小児の腎臓に発生する悪性上皮性腫瘍は新たな小児腎腫瘍の5%を超える;したがって、これらの腫瘍は腎明細胞肉腫または腎ラブドイド腫瘍よりも一般的である。年間発生率は小児100万人当たり約4例であるのに対し、腎臓のウィルムス腫瘍の発生率はその29倍以上である。 [1]

RCCは、成人で最も一般的な腎臓の原発性悪性腫瘍であるが、15歳未満の小児ではまれである。より年齢の高い青年(15~19歳)のグループでは、腎臓の悪性腫瘍の約2/3がRCCである。 [2] RCCの小児および青年(n = 515)では、21~30歳の患者よりも病勢が進行している。 [1]

RCCに関連する病態

RCCに関連する病態には以下のものがある:


  • フォン・ヒッペル-リンダウ(VHL)病。

    VHL病は、網膜および小脳内の血管に過成長を来す常染色体優性疾患である。 [3] VHL病に関連する遺伝子は、染色体3p26に位置する腫瘍抑制遺伝子で、この症候群の患者では突然変異しているか、欠失しているかのいずれかである。
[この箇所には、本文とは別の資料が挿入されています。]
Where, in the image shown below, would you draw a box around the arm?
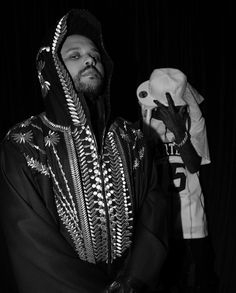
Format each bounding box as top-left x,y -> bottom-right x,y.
108,141 -> 167,293
0,142 -> 105,293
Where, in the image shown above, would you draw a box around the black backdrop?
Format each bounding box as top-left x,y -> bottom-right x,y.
0,0 -> 236,293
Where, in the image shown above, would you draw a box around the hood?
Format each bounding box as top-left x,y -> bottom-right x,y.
36,9 -> 113,127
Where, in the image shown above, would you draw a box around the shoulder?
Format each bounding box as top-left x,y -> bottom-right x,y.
114,117 -> 143,143
1,115 -> 43,155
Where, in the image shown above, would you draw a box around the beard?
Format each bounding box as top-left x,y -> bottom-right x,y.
73,66 -> 104,97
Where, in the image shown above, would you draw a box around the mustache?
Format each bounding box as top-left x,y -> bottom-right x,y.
78,65 -> 103,79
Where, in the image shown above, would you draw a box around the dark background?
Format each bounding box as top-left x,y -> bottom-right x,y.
0,0 -> 236,293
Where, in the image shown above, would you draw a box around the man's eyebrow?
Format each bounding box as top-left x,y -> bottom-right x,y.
65,46 -> 100,54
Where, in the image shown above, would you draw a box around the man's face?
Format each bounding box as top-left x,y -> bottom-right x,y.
61,35 -> 104,95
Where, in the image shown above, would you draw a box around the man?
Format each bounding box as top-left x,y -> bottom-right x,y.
0,10 -> 167,293
137,68 -> 217,293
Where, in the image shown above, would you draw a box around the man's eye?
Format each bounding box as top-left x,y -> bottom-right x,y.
70,54 -> 80,60
92,55 -> 101,62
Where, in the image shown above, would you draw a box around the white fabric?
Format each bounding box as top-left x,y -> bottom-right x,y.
146,83 -> 210,239
137,68 -> 187,109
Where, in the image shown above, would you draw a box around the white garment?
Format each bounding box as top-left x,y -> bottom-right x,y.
150,84 -> 210,239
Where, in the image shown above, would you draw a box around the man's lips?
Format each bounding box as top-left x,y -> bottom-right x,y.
81,68 -> 100,78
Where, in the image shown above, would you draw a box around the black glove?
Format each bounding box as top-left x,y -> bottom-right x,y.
152,93 -> 187,141
105,278 -> 144,293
    VHL遺伝子に対するスクリーニングが利用可能である。 [4] これらの患者では、病変が3cm未満で腎温存術が施行可能な明細胞型腎がんを検出するために、腹部超音波検査または磁気共鳴画像法(MRI)による年1回のスクリーニングを8~11歳で開始することが推奨される。 [5]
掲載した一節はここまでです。